2000 yılının başında katılım bankacılığının varlık büyüklüğü 2.2 milyar Türk lirası iken 2014 yılı sonunda 104 milyar TL’ye ulaştığını açıklayan Arslan, bunun önemli bir gelişme olduğunu ancak daha gidecek olan çok yol bulunduğunu belirtti. Bu alanda faaliyet gösteren bankaların daha da büyüyebilmesi için büyüklük problemini çözmesi gerektiğini dile getiren Arslan, bunun içinde yeni oyuncuların sisteme dahil olması gerektiğini belirtti.
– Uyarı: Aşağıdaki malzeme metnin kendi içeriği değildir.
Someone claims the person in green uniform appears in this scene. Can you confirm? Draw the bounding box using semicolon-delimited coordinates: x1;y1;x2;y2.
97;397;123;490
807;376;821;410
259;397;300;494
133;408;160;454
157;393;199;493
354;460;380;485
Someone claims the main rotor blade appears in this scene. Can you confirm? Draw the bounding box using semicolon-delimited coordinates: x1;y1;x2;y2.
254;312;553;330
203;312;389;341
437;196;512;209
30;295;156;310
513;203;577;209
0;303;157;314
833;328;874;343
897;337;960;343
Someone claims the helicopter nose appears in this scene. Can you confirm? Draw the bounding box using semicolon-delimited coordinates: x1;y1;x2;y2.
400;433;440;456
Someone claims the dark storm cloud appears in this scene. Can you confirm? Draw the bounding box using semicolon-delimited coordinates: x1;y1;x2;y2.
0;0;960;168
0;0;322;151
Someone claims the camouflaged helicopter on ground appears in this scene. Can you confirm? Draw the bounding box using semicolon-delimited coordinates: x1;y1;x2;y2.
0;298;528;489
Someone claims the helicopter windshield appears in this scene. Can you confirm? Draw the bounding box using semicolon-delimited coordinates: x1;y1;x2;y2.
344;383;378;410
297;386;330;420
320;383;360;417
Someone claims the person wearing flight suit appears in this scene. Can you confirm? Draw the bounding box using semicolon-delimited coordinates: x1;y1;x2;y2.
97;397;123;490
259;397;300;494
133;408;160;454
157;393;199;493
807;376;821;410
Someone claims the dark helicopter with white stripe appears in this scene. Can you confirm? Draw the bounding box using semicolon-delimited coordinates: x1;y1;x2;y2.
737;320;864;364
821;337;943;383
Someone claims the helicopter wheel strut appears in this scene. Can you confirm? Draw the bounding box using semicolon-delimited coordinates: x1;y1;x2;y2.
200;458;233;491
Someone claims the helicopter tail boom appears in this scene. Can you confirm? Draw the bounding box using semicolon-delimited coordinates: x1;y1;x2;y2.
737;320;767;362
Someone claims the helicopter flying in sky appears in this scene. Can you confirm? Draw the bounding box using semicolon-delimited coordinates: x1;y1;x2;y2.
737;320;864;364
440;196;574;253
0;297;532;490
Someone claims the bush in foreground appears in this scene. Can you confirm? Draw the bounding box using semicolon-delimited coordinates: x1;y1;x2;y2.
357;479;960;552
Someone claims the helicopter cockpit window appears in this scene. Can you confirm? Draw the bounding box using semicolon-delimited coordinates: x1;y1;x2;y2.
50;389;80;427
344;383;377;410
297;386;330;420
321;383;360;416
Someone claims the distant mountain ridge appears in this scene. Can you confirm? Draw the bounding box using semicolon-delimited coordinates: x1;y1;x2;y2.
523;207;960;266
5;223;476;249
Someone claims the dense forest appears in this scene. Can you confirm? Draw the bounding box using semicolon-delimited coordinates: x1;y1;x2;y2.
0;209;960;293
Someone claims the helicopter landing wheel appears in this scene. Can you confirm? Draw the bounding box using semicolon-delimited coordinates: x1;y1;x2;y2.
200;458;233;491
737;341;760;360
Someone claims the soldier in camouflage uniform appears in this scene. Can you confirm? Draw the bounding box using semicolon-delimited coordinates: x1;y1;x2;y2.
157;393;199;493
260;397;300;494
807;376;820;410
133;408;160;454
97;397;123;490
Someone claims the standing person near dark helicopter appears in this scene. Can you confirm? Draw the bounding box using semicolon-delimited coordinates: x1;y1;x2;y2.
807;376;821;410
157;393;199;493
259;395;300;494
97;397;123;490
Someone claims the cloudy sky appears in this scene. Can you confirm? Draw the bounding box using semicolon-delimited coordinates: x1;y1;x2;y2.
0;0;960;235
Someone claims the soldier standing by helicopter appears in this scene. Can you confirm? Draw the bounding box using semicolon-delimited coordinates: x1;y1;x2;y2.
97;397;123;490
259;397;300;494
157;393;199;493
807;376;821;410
Arslan, şubeler bazında bakıldığında katılım bankacılığında ihtiyaç olan yerlerde erişim problemi olduğuna dikkat çekerek, erişimde yaşanan zorlukların ortadan kaldırılması noktasındaki gerekliliğine işaret etti.
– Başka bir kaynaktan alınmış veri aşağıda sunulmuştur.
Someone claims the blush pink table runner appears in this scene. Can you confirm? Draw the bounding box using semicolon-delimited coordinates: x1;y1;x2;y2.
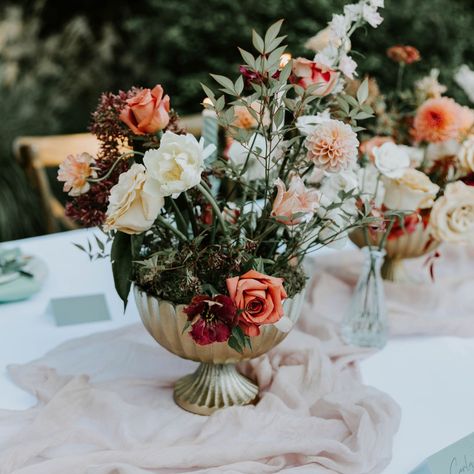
0;294;400;474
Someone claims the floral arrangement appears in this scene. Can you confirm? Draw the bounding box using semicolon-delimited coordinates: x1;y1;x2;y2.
348;45;474;246
58;0;383;351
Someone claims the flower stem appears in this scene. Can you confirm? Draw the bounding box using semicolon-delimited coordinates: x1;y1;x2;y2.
197;181;229;236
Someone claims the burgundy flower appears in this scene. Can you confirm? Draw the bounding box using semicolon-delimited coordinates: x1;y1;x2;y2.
183;295;238;346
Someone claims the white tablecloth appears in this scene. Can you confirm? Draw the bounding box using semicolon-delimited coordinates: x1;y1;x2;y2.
0;231;474;474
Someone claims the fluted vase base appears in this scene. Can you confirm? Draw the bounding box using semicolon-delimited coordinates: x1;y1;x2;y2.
174;363;258;415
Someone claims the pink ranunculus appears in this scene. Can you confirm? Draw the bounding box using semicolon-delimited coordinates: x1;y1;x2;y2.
58;153;97;196
291;58;339;97
120;85;170;135
226;270;287;336
272;176;320;225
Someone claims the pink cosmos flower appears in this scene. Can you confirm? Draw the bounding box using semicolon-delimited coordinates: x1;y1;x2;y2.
413;97;461;143
291;58;339;97
272;176;320;225
58;153;97;196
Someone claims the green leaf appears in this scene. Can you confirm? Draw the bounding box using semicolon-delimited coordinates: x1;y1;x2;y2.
110;232;132;310
211;74;234;91
264;20;283;52
252;30;265;54
239;48;255;68
227;336;244;354
357;77;369;104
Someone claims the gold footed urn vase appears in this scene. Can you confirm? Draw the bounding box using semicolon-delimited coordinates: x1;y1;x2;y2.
350;222;440;283
134;287;304;415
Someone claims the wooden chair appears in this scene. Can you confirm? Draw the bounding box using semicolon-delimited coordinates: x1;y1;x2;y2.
13;114;202;233
13;133;99;233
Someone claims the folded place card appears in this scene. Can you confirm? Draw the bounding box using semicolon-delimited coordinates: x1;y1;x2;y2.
410;433;474;474
50;294;110;326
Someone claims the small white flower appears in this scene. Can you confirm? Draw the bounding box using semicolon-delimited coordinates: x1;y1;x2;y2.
339;54;357;79
296;109;331;136
362;4;383;28
372;142;410;178
454;64;474;102
143;131;212;198
358;164;385;207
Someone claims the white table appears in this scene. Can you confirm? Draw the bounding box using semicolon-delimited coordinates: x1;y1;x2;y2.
0;230;474;474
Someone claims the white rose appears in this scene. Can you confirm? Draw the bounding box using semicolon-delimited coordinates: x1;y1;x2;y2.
430;181;474;243
372;142;410;178
454;64;474;102
143;132;212;198
227;133;284;181
104;163;164;234
384;168;439;211
296;109;331;136
457;136;474;173
398;145;425;168
357;164;385;207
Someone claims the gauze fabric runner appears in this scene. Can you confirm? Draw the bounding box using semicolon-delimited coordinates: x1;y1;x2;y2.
0;292;400;474
303;245;474;337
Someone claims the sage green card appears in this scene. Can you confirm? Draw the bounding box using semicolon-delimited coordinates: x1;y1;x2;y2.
50;294;110;326
410;433;474;474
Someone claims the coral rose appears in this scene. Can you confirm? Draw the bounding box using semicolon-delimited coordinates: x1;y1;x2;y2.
226;270;287;336
387;45;421;64
272;176;319;225
120;85;170;135
291;58;339;97
413;97;461;143
430;181;474;243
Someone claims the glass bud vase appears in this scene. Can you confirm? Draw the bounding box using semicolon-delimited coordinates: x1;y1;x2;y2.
341;247;388;348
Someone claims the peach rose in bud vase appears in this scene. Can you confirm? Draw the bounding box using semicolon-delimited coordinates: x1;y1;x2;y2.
383;168;439;211
430;181;474;243
58;153;97;196
272;176;320;225
120;85;170;135
387;45;421;64
226;270;287;336
291;58;339;97
104;163;164;234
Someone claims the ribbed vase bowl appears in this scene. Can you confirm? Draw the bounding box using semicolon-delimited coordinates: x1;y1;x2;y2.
134;286;304;415
349;222;440;283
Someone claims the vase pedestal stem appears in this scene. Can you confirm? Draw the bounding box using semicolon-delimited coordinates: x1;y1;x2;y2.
174;363;258;415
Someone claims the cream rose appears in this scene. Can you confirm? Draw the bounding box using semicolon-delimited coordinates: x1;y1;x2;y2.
143;131;212;198
457;135;474;173
430;181;474;243
383;168;439;210
372;142;410;178
104;163;164;234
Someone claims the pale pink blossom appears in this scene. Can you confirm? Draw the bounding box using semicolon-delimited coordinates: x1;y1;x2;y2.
272;176;320;225
305;120;359;173
58;153;97;196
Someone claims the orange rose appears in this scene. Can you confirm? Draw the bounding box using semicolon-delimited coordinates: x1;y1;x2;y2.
226;270;287;336
120;85;170;135
291;58;339;97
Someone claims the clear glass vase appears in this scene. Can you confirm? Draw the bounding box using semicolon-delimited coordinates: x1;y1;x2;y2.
341;247;388;348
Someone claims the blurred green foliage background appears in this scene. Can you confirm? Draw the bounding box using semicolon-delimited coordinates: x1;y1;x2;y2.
0;0;474;241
KATILIM BANKALARI FİNANSAL SİSTEM AÇISINDAN ÖNEM ARZ EDİYOR
Türkiye Cumhuriyeti Merkez Bankası Başkan Yardımcısı Necati Şahin ise, katılım bankalarının finansal sistem açısından büyük önem arz ettiğini ifade ederek şöyle konuştu: “bankacılık sisteminin tamamlayıcısı olarak atıl fonların sisteme kazandırılması, faizli finansal araçlara yatırım yapmamaları ve kaynaklarını fon olarak kullandırmayı esas alan iş planına sahip olmaları reel sektör başta olmak üzere ülke ekonomisinin gelişmesine yönelik alternatif finansman olanakları oluşturmaları, kar paylaşımı esasına dayalı olarak finansal krizlere daha az etkilenerek sistem için tampon özelliği taşıyabilmeleri, farklı ekonomiler arasında finansal bağların kurulmasında önemli itici güç olabilmeleri, yeni küresel reform planları katılım bankacılığı için yeni zorluklar oluşturacaktır. Ancak, gerek küresel ölçekte gerek ülkemiz katılım bankacılık sektörü niche piyasalar olarak gelişmeye açıktır. Bu konudaki siyasi irade varlığı da bu konudaki gelişmeye yardımcı olacaktır.”
Paneli Vali Ahmet Kara, AK Parti İstanbul Milletvekili Feyzullah Kıyıklık, Belediye Başkanı Muzaffer Külcü, Ticaret ve Sanayi Odası Başkanı Çetin Başaranhıncal, akademisyenler ve davetliler izledi.